Edit control on the LLM’s short-term and long-term memory opens some interesting posibilities:
the LLM’s next answer in your chat window will depend on what you make the LLM believe that it answered before
thus, you can time travel through the history of the chat, change what you have asked about and what was answered to you
if you are a fan of movies like Total Recall, Memento or Inception you can see how the LLM’s view of reality is distorted by letting Mnemosyne play with its memory
Mnemosyne can also used to just manage your chat context:
if you asked the same question again, the answer will be retrieved from the short term or long term memory at no API cost to you
when you get close to the token limit, the oldest item in the short term memory is moved to the long-term memory
when changing the subject of your chat you can spill all the content of the short-term memory into the long-term memory
if you run an LLM using the same API as OpenAI (e.g., Vicuna) listening on a local port, Mnemosyne can also manage your interaction with it
Interesting ideas floating around here. But not sure why I would want the LLM to use a cached answer for a previous question. Why? Well, sometimes, asking the same question over and over, with different context, should lead to a different answer.
I certainly think caching is huge, and is a great way to extend the “memory” of the bot too, well, forever, which is cool!
There is a lot of context from the past that could be brought into the present moment, which I think is much more valuable than caching and saving tokens.
Granted, I am aware of products that you hook your session up with, and if it’s been asked before, you get the cached answer, and no API usage, otherwise you get a new answer and build the database.
This might lead to a 20% reduction in API usage … but you won’t be surprised with model advancements over time. Granted, you could have a time gate and require “new after X months” or something to keep things fresh, but this is at the expense of cost savings.
With the advent of OS LLM’s and cheaper and cheaper API’s. It’s all moot. You would only need caching if you went “off grid” and had low tech sitting around you, and asked the steel box a question that hopefully would have been asked before.
Maybe this is a good permanent way to capture humanity … the big steel box of questions and their answers. I’m ready to shoot this into space now pointed towards the closest planet housing alien life … wait, ever heard of the Dark Forest Theory? Nevermind.
I would agree with @curt.kennedy. I explored building an AI Cache for a period of time but there are just too many edge cases to deal.
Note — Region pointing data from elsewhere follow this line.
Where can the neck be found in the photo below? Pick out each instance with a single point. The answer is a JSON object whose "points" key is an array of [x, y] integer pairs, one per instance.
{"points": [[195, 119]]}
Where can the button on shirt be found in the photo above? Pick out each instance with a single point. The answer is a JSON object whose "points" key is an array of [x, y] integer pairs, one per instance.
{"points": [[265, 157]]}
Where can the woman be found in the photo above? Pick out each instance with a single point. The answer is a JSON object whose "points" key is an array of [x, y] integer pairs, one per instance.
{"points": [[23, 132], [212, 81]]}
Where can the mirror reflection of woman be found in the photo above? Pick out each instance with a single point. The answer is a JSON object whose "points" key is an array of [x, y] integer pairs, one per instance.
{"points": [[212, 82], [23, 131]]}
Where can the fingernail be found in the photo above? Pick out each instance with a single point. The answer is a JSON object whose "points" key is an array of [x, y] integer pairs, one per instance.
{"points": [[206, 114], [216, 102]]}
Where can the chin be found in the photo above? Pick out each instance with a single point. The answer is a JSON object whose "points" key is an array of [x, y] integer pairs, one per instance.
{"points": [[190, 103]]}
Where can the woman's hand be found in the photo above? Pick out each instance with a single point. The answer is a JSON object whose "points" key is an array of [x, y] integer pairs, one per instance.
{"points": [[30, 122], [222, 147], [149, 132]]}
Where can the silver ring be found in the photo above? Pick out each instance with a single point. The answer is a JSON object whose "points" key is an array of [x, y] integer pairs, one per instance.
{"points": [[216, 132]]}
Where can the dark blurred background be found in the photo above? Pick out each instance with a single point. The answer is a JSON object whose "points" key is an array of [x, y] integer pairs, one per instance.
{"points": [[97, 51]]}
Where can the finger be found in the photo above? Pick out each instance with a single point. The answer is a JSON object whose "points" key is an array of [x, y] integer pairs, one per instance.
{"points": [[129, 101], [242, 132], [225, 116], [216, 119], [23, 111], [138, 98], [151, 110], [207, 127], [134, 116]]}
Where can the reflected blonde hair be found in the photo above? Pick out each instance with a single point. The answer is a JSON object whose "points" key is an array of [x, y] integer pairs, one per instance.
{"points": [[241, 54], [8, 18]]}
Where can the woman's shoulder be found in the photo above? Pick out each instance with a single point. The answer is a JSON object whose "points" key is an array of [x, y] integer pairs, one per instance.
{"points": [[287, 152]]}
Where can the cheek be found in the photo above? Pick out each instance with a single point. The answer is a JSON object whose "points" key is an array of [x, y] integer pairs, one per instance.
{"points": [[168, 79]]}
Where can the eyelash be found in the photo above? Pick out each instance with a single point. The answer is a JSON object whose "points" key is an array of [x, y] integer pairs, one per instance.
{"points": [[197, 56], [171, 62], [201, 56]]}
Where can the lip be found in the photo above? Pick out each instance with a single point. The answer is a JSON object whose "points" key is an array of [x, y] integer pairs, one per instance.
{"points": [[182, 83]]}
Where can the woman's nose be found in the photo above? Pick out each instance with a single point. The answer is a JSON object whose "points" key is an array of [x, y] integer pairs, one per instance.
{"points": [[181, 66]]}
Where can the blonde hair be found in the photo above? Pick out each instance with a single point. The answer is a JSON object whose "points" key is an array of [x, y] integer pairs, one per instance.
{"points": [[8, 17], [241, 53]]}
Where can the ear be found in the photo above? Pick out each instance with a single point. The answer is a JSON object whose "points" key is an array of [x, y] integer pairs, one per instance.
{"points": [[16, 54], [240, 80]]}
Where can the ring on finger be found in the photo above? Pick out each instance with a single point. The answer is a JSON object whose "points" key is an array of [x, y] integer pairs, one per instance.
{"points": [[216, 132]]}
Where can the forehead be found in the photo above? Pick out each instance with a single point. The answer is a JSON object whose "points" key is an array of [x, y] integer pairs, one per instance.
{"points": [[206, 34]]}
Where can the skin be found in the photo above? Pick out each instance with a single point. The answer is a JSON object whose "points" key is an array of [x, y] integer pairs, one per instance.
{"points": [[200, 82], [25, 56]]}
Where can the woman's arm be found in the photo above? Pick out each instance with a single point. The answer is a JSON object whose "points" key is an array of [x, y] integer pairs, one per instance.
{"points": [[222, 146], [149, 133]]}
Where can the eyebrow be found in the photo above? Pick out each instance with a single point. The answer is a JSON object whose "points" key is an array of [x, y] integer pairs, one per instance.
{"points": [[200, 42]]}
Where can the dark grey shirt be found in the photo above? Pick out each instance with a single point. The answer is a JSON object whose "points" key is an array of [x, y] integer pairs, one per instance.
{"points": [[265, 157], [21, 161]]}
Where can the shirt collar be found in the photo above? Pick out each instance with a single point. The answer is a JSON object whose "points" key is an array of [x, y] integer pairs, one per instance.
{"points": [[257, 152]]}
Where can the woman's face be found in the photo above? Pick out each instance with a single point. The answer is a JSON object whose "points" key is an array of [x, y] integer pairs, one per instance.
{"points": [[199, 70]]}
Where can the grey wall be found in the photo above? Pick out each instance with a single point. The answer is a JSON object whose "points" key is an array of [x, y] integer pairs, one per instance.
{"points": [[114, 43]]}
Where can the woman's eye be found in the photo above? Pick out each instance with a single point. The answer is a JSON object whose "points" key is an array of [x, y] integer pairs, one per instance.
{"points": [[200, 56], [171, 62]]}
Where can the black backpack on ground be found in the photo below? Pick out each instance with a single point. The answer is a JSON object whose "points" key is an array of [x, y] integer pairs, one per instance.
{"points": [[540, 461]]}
Knowing what to cache and what not to cache is nearly impossible without the use of some form of binary classifier.
Mnemosyne inherits its caching from DeepLLM where it comes in handy when it makes a long sequence of recursive LLM calls analyzing a given problem in depth.
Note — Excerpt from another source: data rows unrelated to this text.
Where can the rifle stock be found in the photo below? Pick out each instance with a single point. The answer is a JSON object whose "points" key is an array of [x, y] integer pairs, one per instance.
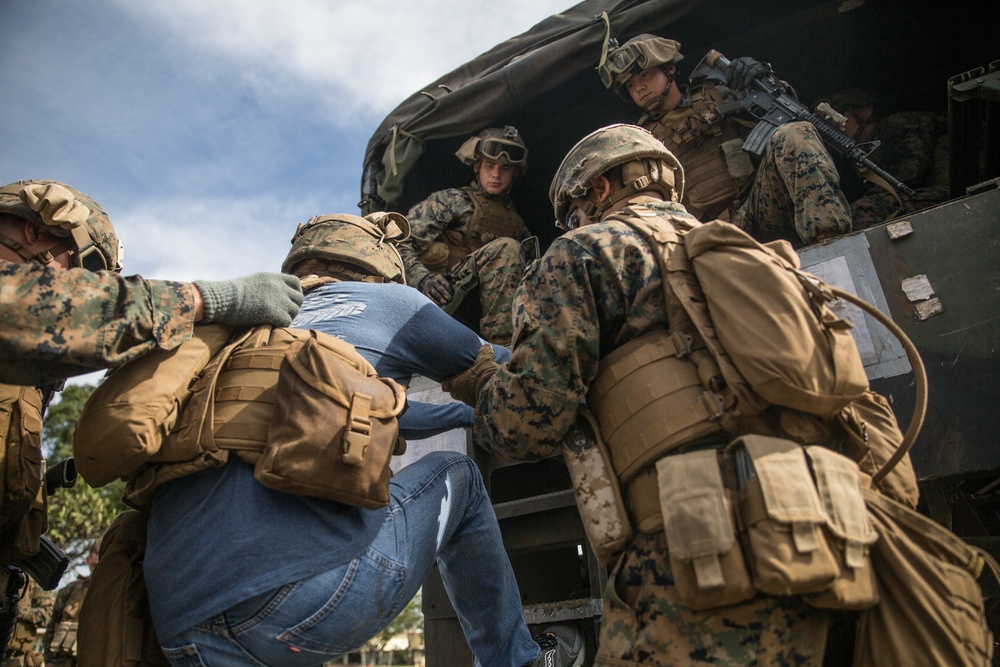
{"points": [[767, 101], [47, 566]]}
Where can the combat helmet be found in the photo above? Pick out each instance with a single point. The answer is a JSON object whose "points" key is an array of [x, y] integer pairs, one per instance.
{"points": [[645, 161], [361, 248], [64, 211], [503, 145], [639, 53]]}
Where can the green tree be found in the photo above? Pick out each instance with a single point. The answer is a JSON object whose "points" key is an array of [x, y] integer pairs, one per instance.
{"points": [[81, 514]]}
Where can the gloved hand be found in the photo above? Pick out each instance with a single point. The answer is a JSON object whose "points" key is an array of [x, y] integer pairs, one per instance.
{"points": [[744, 71], [55, 204], [260, 298], [466, 385], [436, 287]]}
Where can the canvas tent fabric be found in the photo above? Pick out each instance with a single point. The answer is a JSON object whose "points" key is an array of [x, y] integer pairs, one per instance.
{"points": [[498, 83]]}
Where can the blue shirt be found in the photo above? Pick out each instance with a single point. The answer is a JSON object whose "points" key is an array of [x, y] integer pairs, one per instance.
{"points": [[219, 537]]}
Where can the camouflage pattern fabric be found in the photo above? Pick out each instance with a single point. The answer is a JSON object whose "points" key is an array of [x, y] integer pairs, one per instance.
{"points": [[643, 624], [33, 614], [496, 270], [65, 611], [595, 289], [908, 153], [494, 267], [796, 193], [56, 324]]}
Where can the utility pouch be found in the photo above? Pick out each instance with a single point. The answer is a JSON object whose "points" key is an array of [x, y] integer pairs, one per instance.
{"points": [[781, 516], [849, 531], [598, 497], [705, 556], [334, 428]]}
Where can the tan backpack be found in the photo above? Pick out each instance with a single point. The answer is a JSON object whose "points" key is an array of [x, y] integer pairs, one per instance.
{"points": [[304, 407]]}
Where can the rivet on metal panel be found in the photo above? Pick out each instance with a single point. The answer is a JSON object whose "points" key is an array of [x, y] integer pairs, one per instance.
{"points": [[919, 291], [917, 288], [928, 309], [898, 230]]}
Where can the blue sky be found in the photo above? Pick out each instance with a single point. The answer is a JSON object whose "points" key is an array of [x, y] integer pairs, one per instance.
{"points": [[208, 129]]}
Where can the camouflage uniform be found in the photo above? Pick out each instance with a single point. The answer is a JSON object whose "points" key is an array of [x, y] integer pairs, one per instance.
{"points": [[597, 288], [33, 615], [56, 324], [795, 193], [494, 266], [908, 139], [60, 634]]}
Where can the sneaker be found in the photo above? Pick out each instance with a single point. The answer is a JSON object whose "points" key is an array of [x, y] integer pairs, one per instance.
{"points": [[562, 646]]}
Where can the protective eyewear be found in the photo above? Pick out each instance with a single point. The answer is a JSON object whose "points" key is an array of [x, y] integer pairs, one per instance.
{"points": [[89, 257], [620, 62], [498, 150]]}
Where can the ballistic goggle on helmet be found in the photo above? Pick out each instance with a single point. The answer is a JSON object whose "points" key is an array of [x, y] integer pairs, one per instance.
{"points": [[646, 165], [639, 53], [64, 211], [367, 244], [503, 145]]}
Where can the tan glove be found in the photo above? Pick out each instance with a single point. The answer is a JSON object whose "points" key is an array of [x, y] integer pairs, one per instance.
{"points": [[55, 204], [466, 385]]}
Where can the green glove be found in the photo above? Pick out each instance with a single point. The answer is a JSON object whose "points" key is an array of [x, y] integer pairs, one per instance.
{"points": [[466, 385], [260, 298]]}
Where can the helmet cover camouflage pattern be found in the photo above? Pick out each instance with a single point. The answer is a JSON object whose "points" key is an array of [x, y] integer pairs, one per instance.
{"points": [[499, 144], [368, 243], [605, 149], [639, 53], [98, 224]]}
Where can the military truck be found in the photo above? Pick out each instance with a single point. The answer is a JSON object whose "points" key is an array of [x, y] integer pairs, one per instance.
{"points": [[936, 275]]}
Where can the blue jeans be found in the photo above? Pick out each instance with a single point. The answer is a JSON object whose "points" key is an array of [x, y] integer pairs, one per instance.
{"points": [[439, 511]]}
In this case caching ensures deterministic and replicable results that can be replayed instantly at no API costs.
But I agree that for an interactive chat with uneditable history, caching should be disabled as the usual way to refine the LLM’s answers is by extending its context with a new series of prompts.
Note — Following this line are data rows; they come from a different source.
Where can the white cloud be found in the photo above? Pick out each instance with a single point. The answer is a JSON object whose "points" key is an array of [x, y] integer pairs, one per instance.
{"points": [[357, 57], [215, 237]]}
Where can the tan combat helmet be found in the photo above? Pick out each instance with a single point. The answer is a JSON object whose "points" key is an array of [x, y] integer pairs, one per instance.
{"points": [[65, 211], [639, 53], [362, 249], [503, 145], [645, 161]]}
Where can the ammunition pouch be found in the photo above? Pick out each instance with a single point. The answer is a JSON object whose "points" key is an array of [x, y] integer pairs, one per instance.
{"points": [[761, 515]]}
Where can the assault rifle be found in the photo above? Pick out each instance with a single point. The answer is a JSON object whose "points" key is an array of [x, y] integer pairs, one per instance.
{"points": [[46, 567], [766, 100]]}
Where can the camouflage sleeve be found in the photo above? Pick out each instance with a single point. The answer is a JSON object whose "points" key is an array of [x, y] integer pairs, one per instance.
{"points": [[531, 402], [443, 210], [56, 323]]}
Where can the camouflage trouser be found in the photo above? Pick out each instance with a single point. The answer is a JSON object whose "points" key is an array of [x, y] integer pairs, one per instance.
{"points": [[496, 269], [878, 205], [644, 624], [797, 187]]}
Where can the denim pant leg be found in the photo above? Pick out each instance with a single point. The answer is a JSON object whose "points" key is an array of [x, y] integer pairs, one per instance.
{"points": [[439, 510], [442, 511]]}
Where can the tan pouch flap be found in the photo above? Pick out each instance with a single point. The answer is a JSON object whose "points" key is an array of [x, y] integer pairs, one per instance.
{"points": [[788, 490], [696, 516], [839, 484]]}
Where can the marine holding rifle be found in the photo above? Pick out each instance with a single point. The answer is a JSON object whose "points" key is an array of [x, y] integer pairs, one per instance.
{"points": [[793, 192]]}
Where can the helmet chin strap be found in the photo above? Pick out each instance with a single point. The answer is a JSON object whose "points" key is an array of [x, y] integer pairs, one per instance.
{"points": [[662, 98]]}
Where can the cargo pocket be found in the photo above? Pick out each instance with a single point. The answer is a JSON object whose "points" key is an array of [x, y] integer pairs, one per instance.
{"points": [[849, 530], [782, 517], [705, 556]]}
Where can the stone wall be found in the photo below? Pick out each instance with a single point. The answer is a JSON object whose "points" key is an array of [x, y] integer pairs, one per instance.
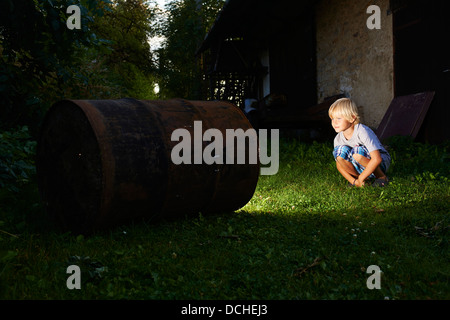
{"points": [[353, 59]]}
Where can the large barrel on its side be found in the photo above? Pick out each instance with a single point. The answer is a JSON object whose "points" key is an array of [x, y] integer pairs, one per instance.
{"points": [[102, 163]]}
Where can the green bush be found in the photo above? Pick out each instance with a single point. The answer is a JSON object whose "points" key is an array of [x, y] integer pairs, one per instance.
{"points": [[17, 165]]}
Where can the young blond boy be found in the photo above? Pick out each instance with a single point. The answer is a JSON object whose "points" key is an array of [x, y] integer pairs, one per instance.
{"points": [[358, 152]]}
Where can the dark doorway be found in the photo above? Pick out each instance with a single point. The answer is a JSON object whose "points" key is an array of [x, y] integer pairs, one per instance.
{"points": [[422, 60]]}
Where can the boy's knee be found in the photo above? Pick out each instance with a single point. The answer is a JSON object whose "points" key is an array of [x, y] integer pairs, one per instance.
{"points": [[358, 157]]}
With Mnemosyne’s ability to “travel in time” and edit any of the past elements of the chat history the user has full control on what is actually remembered by the LLM.
In any case, related to caching, a more human-like memory is better emulated by using a vector store that retrieves elements of past interactions associatively rather than by simple string matching.
But that is likely to come later as part of a new app
I’m trying to understand here. So it looks like you are editing the array sent to the LLM based on keywords only, and hope to integrate a dense representation using embeddings soon? Or are you trying to embed the overall “interaction” as some sort of memory for the LLM?
This is the developers forum, FYI So, don’t be shy.
Mnemosyne is just an online editor of the LLM dialog steps (question-answers pairs). What I was referring to as a possible next step, is selective activation by moving to short term memory of long-term memory blocks that match (via embeddings stored in something like FAISS or NMSLIB) the current dialog context. Assuming a long lasting interaction with the LLM on various topics this can bring to the dialog context the shared memory of the user and the LLM in a way similar to humans following up on past conversations.
This seems by description (no, I’m not putting keys into online apps) just a manual conversation management.
You can get a better interface by just allowing the user to unselect past conversation turns, or re-select them and necessarily disable others after you use a token-counting method to visually show what can’t be sent. There’s no need to call things “long term memory”.
You can look at pytorch embeddings and other little local models for matching past turns to bring back.
I would use a technique for conversation-sending like 1/2 recent conversation turns, 1/2 ordered embeddings retrieval on pairs of user/agent exchanges if doing it in the back end.
The best techniques that one might image could significantly increase your API usage, like deciding if AI responses are obsolete context, if they contain content that can be summarized or must be preserved, if the chain of thought or task can be followed by just the user inputs or instead just AI replies. Prioritizing, or collecting and persisting game rules or AI behaviors given, and identifying when they have been replaced.
Since the ways of using general AI are so varied, the best for me is an expert UI where indeed I get to pick or delete - with just a bit of automatic length management.
I’m thinking this is a good use of embeddings in the long term conversational context.
You don’t have to stuff the prompt with only information that can respond to the question … past interactions are a great way to deepen the connection with the user.
Great for “non-factual” settings, much like common conversation. I like!